Let's talk about how you got here. The Prosecutor archetype doesn't emerge from nowhere. It's usually born from one (or several) defining moments: a project that failed because nobody checked the numbers. A decision made on vibes that cost the team weeks of rework. A colleague who kept changing their story until you started screenshotting everything. You learned the hard way that accountability doesn't happen automatically in meetings — someone has to enforce it. And that someone became you.

Psychologically, this maps onto what organizational researchers call "process accountability" — a need for systems and people to operate with internal consistency. You have a low tolerance for cognitive dissonance in others, especially in professional settings where decisions have consequences. When someone says one thing in an email and another thing in a meeting, your brain experiences it almost physically. It's not that you want to embarrass them. It's that the inconsistency is sitting there like a splinter and you need to remove it.

Your meeting preparation is honestly kind of frightening. While others show up with vibes and a coffee, you've reviewed the agenda, re-read the relevant email threads, pulled up the last meeting's notes, and have your "evidence" organized on a second monitor. When you say "Per my last email," it's not passive-aggressive — it's prosecutorial. You're citing sources. Building a case. If meetings had footnotes, yours would be peer-reviewed.

Here's what makes you simultaneously the most valuable and most feared person in any meeting: you're usually right. That's the thing nobody wants to admit. The Prosecutor catches the inconsistencies that would have become expensive mistakes. Your "annoying" questions about rollback plans and stakeholder alignment are the questions everyone should have been asking. You're doing the emotional labor of accountability and getting side-eyed for it.

But — and this is the part you need to hear — being right doesn't mean your delivery is landing. There's a difference between "I want to make sure we're aligned" and "So on March 3rd at 2:47 PM you said, and I quote..." The first builds trust. The second builds fear. And when people are afraid of being called out, they stop contributing freely, which means you end up in meetings full of people who won't say anything because the Prosecutor might catch them slipping.
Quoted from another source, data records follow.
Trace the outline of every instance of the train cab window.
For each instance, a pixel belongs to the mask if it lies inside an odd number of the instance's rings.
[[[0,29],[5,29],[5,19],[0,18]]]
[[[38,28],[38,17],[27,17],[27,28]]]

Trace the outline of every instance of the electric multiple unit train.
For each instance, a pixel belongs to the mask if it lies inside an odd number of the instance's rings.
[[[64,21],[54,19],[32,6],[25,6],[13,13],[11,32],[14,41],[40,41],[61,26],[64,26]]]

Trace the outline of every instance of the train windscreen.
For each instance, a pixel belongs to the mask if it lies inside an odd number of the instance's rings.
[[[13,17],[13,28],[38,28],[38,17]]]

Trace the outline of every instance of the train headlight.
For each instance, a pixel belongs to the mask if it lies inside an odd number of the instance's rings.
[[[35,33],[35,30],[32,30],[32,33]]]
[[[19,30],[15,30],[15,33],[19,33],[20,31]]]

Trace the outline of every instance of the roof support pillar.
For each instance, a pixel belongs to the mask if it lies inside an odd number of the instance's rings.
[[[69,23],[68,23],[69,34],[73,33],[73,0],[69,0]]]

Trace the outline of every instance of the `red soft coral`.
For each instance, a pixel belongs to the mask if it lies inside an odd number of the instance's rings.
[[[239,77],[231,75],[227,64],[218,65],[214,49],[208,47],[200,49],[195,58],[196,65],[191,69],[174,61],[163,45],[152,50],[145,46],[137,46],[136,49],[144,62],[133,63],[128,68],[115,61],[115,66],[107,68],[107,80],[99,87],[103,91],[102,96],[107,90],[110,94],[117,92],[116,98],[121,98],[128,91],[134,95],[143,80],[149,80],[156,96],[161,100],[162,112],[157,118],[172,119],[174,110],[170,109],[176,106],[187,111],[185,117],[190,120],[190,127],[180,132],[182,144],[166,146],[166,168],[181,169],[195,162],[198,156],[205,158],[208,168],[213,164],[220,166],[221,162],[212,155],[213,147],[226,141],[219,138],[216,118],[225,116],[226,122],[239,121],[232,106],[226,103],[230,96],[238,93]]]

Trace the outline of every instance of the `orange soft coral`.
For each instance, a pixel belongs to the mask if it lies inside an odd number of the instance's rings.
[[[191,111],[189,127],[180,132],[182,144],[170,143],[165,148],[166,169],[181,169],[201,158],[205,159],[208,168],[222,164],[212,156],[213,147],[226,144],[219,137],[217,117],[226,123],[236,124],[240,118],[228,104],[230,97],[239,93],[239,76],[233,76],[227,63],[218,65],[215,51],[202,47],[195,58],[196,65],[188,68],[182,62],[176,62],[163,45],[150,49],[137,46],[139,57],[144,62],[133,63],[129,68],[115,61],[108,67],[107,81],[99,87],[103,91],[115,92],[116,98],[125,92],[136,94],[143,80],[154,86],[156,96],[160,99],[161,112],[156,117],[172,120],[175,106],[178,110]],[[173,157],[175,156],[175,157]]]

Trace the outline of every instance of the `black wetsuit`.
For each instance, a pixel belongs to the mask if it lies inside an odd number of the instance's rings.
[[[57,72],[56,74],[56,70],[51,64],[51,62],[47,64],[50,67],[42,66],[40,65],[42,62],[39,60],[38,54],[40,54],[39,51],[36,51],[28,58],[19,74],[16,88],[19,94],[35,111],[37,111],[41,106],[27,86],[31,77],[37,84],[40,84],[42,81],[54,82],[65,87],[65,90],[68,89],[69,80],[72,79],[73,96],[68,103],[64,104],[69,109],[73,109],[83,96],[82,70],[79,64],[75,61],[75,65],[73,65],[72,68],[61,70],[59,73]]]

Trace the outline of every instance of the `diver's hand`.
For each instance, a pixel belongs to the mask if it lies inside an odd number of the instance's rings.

Your growth edge is learning when to prosecute and when to let it go. Not every inconsistency is a federal case. Sometimes people misspeak. Sometimes the context changed. Your superpower is precision and accountability — that doesn't go away when you learn to deploy it strategically. Pick your battles. Let the small stuff slide. Save the courtroom energy for the decisions that actually matter, and you'll find people start seeing you as the person who keeps things honest instead of the one who makes meetings feel like depositions.